Compressive Mahalanobis Metric Learning Adapts to Intrinsic Dimension
This work addresses metric learning for distance-based algorithms in high-dimensional data, offering a method that adapts to intrinsic dimensionality, but it appears incremental as it builds on existing compression and metric learning techniques.
The paper tackles the problem of learning a Mahalanobis metric in high-dimensional settings by training a full-rank metric on randomly compressed data, achieving theoretical error bounds that depend on the intrinsic stable dimension rather than the ambient dimension, with numerical experiments supporting the findings.
Metric learning aims at finding a suitable distance metric over the input space, to improve the performance of distance-based learning algorithms. In high-dimensional settings, it can also serve as dimensionality reduction by imposing a low-rank restriction to the learnt metric.

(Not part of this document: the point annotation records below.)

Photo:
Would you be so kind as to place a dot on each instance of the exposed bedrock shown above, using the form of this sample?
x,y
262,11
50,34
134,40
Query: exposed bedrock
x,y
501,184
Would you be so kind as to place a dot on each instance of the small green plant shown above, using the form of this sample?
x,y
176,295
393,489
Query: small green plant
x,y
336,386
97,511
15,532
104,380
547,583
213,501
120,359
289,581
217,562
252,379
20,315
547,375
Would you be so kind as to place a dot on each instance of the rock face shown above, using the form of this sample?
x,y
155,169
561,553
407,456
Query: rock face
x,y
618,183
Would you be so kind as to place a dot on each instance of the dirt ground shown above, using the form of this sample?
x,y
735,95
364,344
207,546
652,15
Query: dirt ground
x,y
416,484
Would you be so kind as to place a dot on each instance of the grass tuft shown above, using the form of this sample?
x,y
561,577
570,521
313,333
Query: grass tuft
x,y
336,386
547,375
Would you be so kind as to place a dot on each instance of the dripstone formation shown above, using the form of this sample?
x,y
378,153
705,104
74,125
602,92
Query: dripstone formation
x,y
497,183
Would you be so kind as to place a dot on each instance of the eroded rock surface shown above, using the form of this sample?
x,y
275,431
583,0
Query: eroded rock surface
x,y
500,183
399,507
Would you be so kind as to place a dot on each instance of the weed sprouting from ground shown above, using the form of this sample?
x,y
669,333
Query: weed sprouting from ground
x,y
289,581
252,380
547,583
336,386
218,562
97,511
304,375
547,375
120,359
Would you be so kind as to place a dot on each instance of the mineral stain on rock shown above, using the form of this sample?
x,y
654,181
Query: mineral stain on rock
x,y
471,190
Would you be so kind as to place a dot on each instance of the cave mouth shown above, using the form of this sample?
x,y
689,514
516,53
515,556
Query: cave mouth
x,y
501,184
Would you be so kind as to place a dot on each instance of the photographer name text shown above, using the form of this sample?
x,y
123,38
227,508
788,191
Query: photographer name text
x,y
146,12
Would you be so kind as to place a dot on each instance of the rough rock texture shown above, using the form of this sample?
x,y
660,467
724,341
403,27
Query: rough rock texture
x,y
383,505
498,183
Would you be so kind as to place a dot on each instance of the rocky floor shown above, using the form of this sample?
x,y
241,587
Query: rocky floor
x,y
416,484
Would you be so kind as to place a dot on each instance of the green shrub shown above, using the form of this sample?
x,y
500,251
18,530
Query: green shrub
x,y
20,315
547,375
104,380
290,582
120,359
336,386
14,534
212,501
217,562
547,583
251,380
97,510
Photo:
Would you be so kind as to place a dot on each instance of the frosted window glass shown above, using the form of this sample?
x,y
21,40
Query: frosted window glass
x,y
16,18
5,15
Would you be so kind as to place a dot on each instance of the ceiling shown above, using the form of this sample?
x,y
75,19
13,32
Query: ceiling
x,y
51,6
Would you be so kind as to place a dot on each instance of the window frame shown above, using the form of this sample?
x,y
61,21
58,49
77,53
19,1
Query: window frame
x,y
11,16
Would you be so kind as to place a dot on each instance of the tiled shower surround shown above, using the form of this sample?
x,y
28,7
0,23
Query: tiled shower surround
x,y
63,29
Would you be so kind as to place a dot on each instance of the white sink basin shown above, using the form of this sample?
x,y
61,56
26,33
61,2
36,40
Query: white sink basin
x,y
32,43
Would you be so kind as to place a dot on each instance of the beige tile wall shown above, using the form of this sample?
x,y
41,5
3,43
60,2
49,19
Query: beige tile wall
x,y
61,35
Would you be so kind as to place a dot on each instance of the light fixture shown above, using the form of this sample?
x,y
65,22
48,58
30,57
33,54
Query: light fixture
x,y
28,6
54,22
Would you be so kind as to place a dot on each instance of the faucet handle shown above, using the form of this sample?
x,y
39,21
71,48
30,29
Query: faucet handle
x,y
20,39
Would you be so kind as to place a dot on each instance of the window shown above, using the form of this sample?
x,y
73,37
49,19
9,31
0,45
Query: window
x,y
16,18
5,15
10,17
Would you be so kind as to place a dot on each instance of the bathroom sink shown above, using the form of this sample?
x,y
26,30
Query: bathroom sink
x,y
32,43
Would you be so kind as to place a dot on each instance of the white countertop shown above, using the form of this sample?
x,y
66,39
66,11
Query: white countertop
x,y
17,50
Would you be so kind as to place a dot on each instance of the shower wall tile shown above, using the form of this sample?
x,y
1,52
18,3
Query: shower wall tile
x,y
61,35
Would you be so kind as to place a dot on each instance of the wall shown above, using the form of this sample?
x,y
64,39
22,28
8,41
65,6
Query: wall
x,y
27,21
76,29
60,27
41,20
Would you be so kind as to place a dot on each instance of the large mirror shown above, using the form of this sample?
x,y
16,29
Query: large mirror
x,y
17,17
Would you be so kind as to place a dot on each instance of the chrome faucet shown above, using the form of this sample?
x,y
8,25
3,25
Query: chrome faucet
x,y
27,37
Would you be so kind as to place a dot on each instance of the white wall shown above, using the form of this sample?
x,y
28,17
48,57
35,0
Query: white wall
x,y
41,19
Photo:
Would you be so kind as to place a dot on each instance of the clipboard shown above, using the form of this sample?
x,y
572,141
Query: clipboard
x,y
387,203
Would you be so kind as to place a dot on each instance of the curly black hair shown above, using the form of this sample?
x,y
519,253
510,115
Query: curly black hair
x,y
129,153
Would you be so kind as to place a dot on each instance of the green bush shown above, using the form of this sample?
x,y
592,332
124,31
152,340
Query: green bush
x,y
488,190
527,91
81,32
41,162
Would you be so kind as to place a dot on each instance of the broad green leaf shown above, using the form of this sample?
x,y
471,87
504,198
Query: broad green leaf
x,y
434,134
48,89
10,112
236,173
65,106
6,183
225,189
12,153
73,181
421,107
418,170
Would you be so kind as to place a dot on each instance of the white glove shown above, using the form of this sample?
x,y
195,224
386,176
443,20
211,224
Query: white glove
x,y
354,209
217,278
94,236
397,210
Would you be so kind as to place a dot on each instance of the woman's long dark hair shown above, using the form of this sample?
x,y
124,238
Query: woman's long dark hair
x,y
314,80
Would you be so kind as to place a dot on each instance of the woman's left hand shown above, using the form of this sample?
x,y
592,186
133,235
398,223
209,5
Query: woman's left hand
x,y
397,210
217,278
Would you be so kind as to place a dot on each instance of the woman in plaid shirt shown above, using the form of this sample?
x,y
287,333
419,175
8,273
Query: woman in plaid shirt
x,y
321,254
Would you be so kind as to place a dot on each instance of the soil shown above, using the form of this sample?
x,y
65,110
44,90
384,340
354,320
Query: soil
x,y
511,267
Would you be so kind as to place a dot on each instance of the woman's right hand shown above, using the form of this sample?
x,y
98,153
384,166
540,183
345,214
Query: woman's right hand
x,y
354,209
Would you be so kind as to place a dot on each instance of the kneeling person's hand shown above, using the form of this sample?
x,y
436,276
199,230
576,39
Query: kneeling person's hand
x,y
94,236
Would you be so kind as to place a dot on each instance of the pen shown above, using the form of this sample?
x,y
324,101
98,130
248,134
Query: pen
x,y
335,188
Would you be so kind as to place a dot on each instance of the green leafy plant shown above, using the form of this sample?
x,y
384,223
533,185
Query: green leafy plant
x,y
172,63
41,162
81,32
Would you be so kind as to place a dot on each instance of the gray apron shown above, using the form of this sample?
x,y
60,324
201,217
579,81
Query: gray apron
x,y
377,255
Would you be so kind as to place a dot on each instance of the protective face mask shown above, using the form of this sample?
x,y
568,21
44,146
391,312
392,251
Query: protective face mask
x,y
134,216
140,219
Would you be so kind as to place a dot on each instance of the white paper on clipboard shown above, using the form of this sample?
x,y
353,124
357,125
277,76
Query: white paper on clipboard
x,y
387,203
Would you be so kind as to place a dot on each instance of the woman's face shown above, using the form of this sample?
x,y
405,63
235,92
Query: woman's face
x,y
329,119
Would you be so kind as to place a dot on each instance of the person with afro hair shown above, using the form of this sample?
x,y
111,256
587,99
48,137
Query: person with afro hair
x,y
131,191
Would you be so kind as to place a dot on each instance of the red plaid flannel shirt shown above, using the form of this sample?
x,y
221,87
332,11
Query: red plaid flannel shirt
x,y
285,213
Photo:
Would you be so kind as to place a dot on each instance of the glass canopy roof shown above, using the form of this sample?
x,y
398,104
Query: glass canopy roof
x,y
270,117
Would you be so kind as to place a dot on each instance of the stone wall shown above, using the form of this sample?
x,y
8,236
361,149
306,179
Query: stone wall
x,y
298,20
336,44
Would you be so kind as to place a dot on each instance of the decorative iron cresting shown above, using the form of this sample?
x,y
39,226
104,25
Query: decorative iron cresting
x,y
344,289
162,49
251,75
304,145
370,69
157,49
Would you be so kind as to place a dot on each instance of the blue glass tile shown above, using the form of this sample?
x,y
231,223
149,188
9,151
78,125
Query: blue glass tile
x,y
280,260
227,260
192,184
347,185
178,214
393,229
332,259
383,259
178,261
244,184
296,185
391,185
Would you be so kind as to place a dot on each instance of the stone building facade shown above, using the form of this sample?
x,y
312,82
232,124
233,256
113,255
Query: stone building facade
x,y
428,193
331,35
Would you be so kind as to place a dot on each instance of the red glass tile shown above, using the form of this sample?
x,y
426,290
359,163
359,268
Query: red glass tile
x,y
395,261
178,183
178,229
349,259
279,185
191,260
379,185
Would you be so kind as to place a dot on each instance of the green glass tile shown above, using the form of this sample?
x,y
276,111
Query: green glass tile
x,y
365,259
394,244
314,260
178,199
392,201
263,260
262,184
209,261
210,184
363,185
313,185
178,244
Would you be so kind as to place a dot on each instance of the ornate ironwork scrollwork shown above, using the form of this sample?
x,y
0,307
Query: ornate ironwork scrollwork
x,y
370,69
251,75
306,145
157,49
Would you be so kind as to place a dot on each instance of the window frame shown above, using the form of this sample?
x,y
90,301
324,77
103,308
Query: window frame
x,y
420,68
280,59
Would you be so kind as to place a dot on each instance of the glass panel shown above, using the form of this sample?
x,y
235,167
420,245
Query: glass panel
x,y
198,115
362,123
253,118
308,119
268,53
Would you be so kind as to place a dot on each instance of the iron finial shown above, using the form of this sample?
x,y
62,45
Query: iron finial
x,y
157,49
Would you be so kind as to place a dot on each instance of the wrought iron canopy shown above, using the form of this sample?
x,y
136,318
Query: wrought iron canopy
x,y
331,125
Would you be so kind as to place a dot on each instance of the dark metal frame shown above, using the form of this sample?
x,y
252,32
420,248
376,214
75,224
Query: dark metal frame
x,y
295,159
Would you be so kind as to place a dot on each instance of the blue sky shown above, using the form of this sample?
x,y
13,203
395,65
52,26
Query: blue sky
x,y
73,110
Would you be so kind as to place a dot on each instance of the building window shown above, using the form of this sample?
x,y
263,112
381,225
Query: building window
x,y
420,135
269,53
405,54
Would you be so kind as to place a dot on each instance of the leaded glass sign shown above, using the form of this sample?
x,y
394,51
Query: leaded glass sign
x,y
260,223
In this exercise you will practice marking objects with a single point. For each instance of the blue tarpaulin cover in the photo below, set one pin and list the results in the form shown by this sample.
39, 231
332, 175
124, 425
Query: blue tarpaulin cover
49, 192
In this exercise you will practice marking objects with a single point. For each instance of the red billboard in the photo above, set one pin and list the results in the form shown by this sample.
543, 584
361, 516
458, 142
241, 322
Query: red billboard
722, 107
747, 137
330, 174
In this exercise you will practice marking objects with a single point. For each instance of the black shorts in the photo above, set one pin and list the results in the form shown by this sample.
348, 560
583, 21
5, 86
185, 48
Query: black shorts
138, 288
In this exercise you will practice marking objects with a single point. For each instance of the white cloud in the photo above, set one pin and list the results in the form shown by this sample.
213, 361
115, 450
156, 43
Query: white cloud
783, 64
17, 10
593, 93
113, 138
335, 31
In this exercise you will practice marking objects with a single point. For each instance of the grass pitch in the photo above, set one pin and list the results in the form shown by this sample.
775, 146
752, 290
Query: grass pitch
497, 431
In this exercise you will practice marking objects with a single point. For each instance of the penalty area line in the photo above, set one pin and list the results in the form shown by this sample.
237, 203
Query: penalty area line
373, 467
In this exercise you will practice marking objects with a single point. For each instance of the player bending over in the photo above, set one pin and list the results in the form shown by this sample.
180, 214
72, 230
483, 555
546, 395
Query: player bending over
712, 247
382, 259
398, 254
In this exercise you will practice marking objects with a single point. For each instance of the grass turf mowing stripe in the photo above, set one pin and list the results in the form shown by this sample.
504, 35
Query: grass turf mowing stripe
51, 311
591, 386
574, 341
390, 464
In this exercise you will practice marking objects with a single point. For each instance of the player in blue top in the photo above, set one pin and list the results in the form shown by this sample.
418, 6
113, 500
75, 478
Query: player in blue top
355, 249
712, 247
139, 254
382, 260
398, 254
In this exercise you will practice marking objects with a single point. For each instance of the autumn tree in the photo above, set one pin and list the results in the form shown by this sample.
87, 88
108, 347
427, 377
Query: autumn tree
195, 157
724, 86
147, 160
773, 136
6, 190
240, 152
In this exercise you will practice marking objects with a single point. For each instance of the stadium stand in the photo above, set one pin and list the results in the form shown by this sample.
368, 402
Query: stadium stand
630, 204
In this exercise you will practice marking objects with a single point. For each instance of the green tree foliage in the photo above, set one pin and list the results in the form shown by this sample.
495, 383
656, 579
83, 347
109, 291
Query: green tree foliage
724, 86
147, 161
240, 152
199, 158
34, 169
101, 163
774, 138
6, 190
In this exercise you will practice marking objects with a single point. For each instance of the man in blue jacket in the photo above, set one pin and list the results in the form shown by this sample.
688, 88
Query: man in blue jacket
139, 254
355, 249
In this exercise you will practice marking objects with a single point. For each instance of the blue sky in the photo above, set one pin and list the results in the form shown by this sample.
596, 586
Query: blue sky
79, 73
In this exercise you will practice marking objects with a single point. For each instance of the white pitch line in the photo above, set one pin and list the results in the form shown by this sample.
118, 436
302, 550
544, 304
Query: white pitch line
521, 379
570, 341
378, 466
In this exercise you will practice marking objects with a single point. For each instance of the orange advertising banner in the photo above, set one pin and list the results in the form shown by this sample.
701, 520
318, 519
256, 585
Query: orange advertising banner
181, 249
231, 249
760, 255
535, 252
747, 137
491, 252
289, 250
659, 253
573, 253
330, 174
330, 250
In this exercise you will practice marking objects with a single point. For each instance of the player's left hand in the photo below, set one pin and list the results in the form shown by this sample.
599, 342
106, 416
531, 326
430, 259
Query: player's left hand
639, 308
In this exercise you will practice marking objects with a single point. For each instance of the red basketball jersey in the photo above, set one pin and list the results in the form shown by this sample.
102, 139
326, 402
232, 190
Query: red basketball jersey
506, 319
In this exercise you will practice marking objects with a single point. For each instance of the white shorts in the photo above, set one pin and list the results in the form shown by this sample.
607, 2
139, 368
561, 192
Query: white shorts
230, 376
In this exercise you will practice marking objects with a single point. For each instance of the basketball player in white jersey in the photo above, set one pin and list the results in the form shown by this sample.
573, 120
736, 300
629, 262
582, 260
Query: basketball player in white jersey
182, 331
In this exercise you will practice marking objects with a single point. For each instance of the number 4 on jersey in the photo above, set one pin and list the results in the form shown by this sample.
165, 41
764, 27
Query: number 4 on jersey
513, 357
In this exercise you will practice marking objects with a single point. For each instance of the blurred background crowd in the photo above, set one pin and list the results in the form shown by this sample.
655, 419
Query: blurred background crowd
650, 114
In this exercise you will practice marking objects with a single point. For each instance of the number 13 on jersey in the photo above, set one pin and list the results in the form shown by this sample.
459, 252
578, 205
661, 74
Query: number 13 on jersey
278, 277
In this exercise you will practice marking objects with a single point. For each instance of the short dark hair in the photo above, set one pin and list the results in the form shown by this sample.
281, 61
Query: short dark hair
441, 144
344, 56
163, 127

In this paper, we consider the problem of learning a Mahalanobis metric, and instead of training a low-rank metric on high-dimensional data, we use a randomly compressed version of the data to train a full-rank metric in this reduced feature space. We give theoretical guarantees on the error for Mahalanobis metric learning, which depend on the stable dimension of the data support, but not on the ambient dimension. Our bounds make no assumptions aside from i.i.d. data sampling from a bounded support, and automatically tighten when benign geometrical structures are present. An important ingredient is an extension of Gordon's theorem, which may be of independent interest. We also corroborate our findings by numerical experiments.